Added to this is the cost of the PCR test that must be taken a maximum of three days before take-off to obtain a “Fit to Fly” certificate. It could be free or a couple hundred euros in Europe, but can set people back more than USD$1,000 (THB32,000) in the United States.
Add it all up, and it’s THB100,000 some may not have for the Certificate of Entry the government issues applicants when all documents are compiled.
Flying a delight, but eerily sobering
After getting the green light to fly however, the logistics were much more pleasant. Airports aren’t packed, queuing is a thing of the past and flights are on time. It took 15 minutes from the check-in counter to pass security, be waved through immigration and reach the departure gate.
This pleasure was only outweighed by the sobering reminder that the virus has ruined air travel and everything associated with it. Planes fly nearly empty, a loudspeaker call five minutes after boarding time is a “last call,” and the feeling of having the cabin to oneself is, however much delightful, hard to assimilate.
While Thai Airways had long been in trouble and entered restructuring following the pandemic, profitable industry leaders such as Qatar Airways received a USD$2-billion government lifeline last month.
Neighboring Emirates is looking to revive its travel network by serving almost 100 destinations, and is one of the few carriers being allowed into Thailand, but planes made to carry more than 300 passengers struggle to make it past double digits.
“We’re fully staffed but our frequency has suffered,” said a flight manager donning a face shield and full protective gear who was not authorized to speak to the press. “We try to focus as much as possible on hygiene. For example, we have a person exclusively dedicated to cleaning the lavatory.”
The slow frequency was evident: Dubai’s main airport – an international transit hub – looked a shadow of itself last week at peak time, with the only significant queues seen outside smoking lounges as anxious travelers waited to get socially distanced nicotine fixes.
As did Suvarnabhumi Airport’s arrivals section, where at times the ratio of staff outnumbered that of passengers. Long gone are the infamous throngs of people waiting at immigration. Those have been replaced by rows of wide-body planes now parked on the ramp for months, engine covers on and hemorrhaging tens of millions of baht with each passing day.
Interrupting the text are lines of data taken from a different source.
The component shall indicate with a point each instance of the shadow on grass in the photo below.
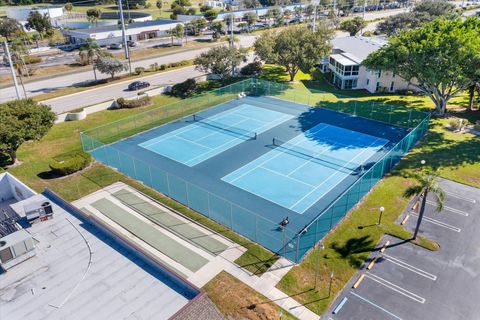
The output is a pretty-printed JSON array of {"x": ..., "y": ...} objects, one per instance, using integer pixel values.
[{"x": 352, "y": 247}]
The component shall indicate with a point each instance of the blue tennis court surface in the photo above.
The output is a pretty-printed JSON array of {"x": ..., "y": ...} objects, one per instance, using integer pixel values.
[
  {"x": 204, "y": 139},
  {"x": 298, "y": 173}
]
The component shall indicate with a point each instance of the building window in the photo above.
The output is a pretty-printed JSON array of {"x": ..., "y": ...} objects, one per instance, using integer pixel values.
[{"x": 350, "y": 84}]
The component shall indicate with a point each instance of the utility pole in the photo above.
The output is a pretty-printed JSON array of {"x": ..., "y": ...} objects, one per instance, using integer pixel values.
[
  {"x": 364, "y": 8},
  {"x": 315, "y": 4},
  {"x": 231, "y": 30},
  {"x": 124, "y": 37},
  {"x": 14, "y": 76}
]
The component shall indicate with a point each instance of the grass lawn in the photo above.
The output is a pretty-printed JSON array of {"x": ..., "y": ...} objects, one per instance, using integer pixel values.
[
  {"x": 238, "y": 301},
  {"x": 455, "y": 155},
  {"x": 64, "y": 138}
]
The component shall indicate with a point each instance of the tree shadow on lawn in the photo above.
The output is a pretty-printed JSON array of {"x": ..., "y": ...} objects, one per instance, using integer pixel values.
[
  {"x": 353, "y": 246},
  {"x": 441, "y": 152}
]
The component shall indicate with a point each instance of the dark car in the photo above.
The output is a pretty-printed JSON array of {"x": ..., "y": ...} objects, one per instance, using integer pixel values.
[{"x": 138, "y": 85}]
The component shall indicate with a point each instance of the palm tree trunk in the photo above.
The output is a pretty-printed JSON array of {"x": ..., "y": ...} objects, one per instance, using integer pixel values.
[
  {"x": 471, "y": 95},
  {"x": 420, "y": 215}
]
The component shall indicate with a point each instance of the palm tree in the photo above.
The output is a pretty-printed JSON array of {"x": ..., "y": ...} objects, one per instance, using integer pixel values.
[
  {"x": 90, "y": 52},
  {"x": 426, "y": 183}
]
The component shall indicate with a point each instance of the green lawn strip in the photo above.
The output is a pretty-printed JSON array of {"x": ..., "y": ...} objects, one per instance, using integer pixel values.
[
  {"x": 150, "y": 235},
  {"x": 236, "y": 300},
  {"x": 170, "y": 222}
]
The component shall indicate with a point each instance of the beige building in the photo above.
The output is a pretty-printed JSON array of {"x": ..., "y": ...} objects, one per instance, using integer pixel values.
[{"x": 346, "y": 71}]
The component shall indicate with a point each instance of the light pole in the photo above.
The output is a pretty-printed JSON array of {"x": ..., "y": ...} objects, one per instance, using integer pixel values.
[
  {"x": 321, "y": 246},
  {"x": 381, "y": 214},
  {"x": 330, "y": 287}
]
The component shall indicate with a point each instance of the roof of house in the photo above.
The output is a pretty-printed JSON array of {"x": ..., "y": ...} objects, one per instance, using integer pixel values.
[
  {"x": 152, "y": 23},
  {"x": 79, "y": 272},
  {"x": 358, "y": 48}
]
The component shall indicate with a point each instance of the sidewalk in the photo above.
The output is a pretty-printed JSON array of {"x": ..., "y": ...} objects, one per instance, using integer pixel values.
[{"x": 266, "y": 286}]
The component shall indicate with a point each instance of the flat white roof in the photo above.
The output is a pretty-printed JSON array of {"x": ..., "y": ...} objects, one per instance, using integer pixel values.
[
  {"x": 344, "y": 60},
  {"x": 80, "y": 273}
]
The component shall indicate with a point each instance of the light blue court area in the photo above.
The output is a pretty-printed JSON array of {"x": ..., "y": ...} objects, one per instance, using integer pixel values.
[
  {"x": 298, "y": 173},
  {"x": 205, "y": 138}
]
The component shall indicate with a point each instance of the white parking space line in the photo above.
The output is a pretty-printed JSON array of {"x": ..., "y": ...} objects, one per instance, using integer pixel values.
[
  {"x": 395, "y": 287},
  {"x": 407, "y": 266},
  {"x": 461, "y": 197},
  {"x": 375, "y": 305},
  {"x": 447, "y": 208},
  {"x": 438, "y": 223}
]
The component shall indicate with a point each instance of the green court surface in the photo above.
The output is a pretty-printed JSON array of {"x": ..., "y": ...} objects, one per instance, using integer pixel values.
[
  {"x": 170, "y": 222},
  {"x": 150, "y": 235}
]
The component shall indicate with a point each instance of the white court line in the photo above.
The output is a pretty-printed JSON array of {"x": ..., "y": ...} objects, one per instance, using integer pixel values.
[
  {"x": 438, "y": 223},
  {"x": 461, "y": 197},
  {"x": 267, "y": 160},
  {"x": 331, "y": 176},
  {"x": 375, "y": 305},
  {"x": 281, "y": 174},
  {"x": 409, "y": 267},
  {"x": 395, "y": 287},
  {"x": 447, "y": 208}
]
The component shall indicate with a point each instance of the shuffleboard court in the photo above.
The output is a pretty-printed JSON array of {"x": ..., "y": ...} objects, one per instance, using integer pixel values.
[
  {"x": 208, "y": 137},
  {"x": 170, "y": 222},
  {"x": 299, "y": 172},
  {"x": 150, "y": 235}
]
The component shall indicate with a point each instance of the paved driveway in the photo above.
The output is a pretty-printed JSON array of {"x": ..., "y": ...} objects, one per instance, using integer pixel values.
[{"x": 409, "y": 282}]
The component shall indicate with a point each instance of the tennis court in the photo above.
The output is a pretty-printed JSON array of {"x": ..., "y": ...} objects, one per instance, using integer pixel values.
[
  {"x": 297, "y": 173},
  {"x": 206, "y": 137},
  {"x": 252, "y": 153}
]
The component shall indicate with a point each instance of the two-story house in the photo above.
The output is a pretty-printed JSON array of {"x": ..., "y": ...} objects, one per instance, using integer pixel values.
[{"x": 344, "y": 66}]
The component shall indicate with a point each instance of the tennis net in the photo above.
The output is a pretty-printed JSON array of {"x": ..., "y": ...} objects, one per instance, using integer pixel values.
[
  {"x": 323, "y": 159},
  {"x": 224, "y": 127}
]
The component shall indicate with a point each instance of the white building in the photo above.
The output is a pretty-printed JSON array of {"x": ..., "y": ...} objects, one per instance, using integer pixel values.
[
  {"x": 347, "y": 71},
  {"x": 106, "y": 35},
  {"x": 21, "y": 13}
]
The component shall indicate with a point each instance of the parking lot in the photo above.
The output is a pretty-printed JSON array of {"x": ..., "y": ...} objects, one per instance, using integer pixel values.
[{"x": 405, "y": 281}]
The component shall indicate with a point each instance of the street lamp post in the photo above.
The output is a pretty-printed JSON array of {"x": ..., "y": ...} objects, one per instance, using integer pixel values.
[
  {"x": 330, "y": 287},
  {"x": 381, "y": 214},
  {"x": 320, "y": 247}
]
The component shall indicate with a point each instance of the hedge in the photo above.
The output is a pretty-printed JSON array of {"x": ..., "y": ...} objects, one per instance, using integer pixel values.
[
  {"x": 73, "y": 163},
  {"x": 130, "y": 104}
]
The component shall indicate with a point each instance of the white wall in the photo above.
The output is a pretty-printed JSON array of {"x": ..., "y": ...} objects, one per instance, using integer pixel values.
[{"x": 11, "y": 187}]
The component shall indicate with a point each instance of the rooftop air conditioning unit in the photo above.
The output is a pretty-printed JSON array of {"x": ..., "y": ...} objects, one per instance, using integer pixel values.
[
  {"x": 42, "y": 210},
  {"x": 16, "y": 248}
]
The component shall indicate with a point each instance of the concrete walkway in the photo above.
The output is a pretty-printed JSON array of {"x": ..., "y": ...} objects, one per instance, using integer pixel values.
[{"x": 266, "y": 286}]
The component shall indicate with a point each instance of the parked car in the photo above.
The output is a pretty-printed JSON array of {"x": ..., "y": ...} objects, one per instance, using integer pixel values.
[
  {"x": 116, "y": 46},
  {"x": 138, "y": 85}
]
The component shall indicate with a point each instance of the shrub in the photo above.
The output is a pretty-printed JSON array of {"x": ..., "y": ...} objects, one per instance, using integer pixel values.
[
  {"x": 455, "y": 124},
  {"x": 184, "y": 89},
  {"x": 252, "y": 69},
  {"x": 32, "y": 59},
  {"x": 71, "y": 164},
  {"x": 139, "y": 70},
  {"x": 130, "y": 104}
]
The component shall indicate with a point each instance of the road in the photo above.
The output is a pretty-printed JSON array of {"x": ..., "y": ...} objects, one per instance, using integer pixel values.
[
  {"x": 55, "y": 83},
  {"x": 75, "y": 101},
  {"x": 85, "y": 98}
]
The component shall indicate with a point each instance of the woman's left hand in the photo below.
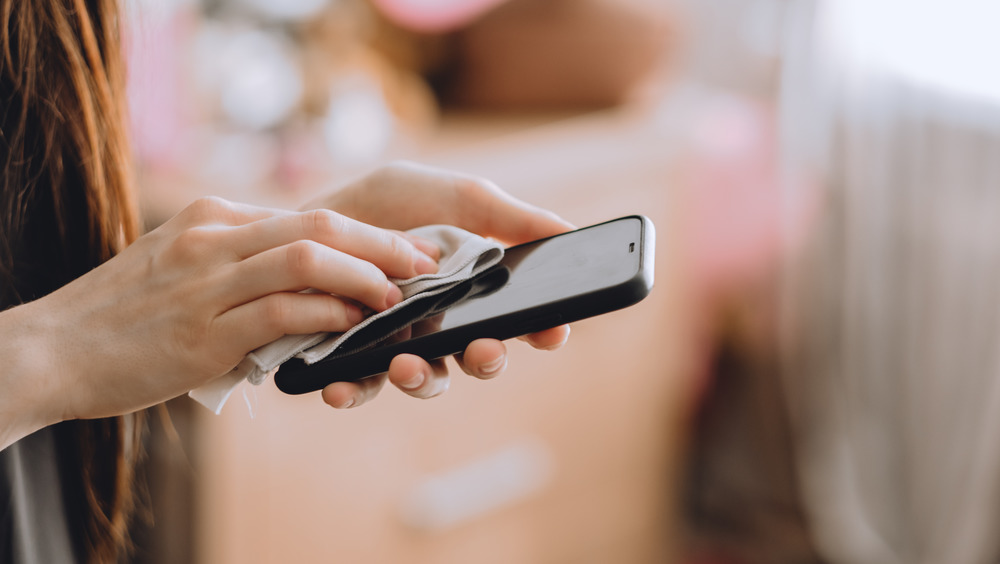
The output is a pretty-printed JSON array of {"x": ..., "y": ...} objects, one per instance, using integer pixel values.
[{"x": 387, "y": 198}]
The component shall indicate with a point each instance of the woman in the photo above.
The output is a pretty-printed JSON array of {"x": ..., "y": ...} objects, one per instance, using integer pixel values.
[{"x": 99, "y": 322}]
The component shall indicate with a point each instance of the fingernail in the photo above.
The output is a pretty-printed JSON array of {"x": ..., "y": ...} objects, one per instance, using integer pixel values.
[
  {"x": 493, "y": 367},
  {"x": 393, "y": 295},
  {"x": 414, "y": 383},
  {"x": 354, "y": 314},
  {"x": 423, "y": 263}
]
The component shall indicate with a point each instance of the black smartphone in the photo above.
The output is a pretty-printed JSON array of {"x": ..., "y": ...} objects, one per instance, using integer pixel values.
[{"x": 537, "y": 285}]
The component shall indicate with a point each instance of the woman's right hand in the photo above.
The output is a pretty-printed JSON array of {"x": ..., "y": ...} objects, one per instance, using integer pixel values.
[{"x": 184, "y": 303}]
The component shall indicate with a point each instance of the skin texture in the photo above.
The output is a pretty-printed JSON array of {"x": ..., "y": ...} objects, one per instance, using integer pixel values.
[{"x": 184, "y": 303}]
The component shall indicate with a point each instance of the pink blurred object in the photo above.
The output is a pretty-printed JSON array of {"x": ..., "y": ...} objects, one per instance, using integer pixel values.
[{"x": 434, "y": 16}]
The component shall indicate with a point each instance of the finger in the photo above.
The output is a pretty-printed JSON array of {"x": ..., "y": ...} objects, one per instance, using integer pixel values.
[
  {"x": 344, "y": 395},
  {"x": 307, "y": 264},
  {"x": 276, "y": 315},
  {"x": 466, "y": 201},
  {"x": 417, "y": 377},
  {"x": 218, "y": 211},
  {"x": 425, "y": 246},
  {"x": 394, "y": 254},
  {"x": 549, "y": 339},
  {"x": 491, "y": 212},
  {"x": 483, "y": 358}
]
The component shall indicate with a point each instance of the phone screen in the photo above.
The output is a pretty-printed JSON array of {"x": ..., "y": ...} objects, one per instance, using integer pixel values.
[
  {"x": 552, "y": 269},
  {"x": 529, "y": 276},
  {"x": 536, "y": 285}
]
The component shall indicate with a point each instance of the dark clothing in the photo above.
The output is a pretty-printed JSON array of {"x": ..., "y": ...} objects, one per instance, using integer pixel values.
[{"x": 33, "y": 525}]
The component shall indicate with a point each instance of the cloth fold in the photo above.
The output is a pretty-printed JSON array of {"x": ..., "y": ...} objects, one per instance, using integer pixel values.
[{"x": 464, "y": 256}]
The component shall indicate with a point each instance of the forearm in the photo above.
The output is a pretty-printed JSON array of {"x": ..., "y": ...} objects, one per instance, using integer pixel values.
[{"x": 29, "y": 383}]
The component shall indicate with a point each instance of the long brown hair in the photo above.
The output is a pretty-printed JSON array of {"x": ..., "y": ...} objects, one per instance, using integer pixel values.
[{"x": 66, "y": 206}]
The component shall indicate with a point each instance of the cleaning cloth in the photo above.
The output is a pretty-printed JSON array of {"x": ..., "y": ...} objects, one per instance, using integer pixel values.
[{"x": 464, "y": 256}]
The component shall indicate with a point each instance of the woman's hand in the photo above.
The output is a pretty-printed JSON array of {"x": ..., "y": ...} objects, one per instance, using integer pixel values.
[
  {"x": 405, "y": 195},
  {"x": 184, "y": 303}
]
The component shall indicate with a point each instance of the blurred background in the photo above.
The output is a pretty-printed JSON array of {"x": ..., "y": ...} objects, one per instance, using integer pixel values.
[{"x": 634, "y": 443}]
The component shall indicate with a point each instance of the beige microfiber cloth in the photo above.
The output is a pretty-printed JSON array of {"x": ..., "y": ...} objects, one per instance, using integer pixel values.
[{"x": 464, "y": 255}]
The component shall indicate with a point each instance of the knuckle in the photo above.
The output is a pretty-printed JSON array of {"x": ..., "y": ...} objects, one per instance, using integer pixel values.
[
  {"x": 192, "y": 243},
  {"x": 326, "y": 225},
  {"x": 277, "y": 311},
  {"x": 473, "y": 186},
  {"x": 398, "y": 247},
  {"x": 207, "y": 208},
  {"x": 303, "y": 257}
]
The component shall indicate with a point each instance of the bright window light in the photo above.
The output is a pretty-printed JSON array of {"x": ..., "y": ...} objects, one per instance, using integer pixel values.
[{"x": 949, "y": 44}]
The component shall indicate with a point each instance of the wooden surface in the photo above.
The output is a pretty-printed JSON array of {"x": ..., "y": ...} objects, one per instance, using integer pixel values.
[{"x": 300, "y": 482}]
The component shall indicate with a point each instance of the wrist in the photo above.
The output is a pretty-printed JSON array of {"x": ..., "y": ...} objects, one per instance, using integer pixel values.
[{"x": 30, "y": 382}]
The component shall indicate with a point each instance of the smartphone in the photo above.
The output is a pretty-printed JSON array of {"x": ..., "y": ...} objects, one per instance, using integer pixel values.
[{"x": 537, "y": 285}]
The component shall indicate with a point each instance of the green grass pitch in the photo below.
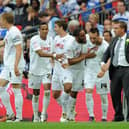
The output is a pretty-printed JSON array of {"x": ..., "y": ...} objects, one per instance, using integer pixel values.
[{"x": 70, "y": 125}]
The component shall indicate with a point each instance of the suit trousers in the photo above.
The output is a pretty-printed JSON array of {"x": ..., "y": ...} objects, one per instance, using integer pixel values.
[{"x": 119, "y": 81}]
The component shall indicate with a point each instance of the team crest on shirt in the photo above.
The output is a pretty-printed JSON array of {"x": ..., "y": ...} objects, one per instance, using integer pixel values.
[
  {"x": 16, "y": 38},
  {"x": 59, "y": 45}
]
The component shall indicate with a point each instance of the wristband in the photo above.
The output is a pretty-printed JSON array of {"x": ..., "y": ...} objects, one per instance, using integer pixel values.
[{"x": 54, "y": 55}]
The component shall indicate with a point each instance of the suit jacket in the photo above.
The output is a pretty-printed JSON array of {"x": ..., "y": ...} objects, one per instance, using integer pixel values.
[{"x": 109, "y": 53}]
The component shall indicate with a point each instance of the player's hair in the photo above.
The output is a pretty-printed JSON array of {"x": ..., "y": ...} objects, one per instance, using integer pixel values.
[
  {"x": 43, "y": 23},
  {"x": 109, "y": 32},
  {"x": 122, "y": 24},
  {"x": 94, "y": 30},
  {"x": 62, "y": 23},
  {"x": 9, "y": 17},
  {"x": 77, "y": 31}
]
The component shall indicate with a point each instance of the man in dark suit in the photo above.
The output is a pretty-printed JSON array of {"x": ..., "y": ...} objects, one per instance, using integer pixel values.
[{"x": 118, "y": 52}]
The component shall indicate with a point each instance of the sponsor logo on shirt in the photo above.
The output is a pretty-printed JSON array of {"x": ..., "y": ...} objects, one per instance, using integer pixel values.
[{"x": 59, "y": 45}]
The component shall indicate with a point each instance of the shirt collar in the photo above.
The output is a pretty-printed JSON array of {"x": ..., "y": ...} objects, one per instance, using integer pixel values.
[{"x": 123, "y": 37}]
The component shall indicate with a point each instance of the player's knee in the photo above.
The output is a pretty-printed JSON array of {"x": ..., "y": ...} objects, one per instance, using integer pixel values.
[
  {"x": 47, "y": 93},
  {"x": 88, "y": 90},
  {"x": 36, "y": 92},
  {"x": 88, "y": 96},
  {"x": 74, "y": 94}
]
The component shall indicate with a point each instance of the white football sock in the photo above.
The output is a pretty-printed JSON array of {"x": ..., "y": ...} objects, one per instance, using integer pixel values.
[
  {"x": 70, "y": 108},
  {"x": 35, "y": 105},
  {"x": 65, "y": 99},
  {"x": 18, "y": 102},
  {"x": 104, "y": 104},
  {"x": 46, "y": 101},
  {"x": 90, "y": 104}
]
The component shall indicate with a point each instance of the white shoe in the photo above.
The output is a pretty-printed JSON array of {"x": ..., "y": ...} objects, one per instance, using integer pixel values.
[
  {"x": 11, "y": 117},
  {"x": 63, "y": 118},
  {"x": 44, "y": 117},
  {"x": 17, "y": 120},
  {"x": 36, "y": 119}
]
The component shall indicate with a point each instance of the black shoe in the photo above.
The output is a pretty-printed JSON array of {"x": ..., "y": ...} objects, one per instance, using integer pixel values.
[
  {"x": 91, "y": 118},
  {"x": 104, "y": 120},
  {"x": 117, "y": 119}
]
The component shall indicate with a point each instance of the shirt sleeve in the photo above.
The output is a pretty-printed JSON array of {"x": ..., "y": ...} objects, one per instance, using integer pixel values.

Scores of chairs lined the sides of a travelator leading to the desk where body temperatures were checked and the THB100,000-worth of travel documents compiled. In a time of digital advancements, it must be noted that everything is required in hard copy.
An officer held a list with the name of every expected passenger. That flight’s was just two pages. Almost half of those were on a layover, bound for Hong Kong on the same plane. Only a couple of the 24 baggage carousels were operational, with luggage being drip-fed in.
Back in the room, with 15 days of confinement ahead, the challenging part for travelers looks to be done. But for Thailand and its upcoming high season, the balancing act to manage its faltering economy, unpopular government and hermetic border is just beginning.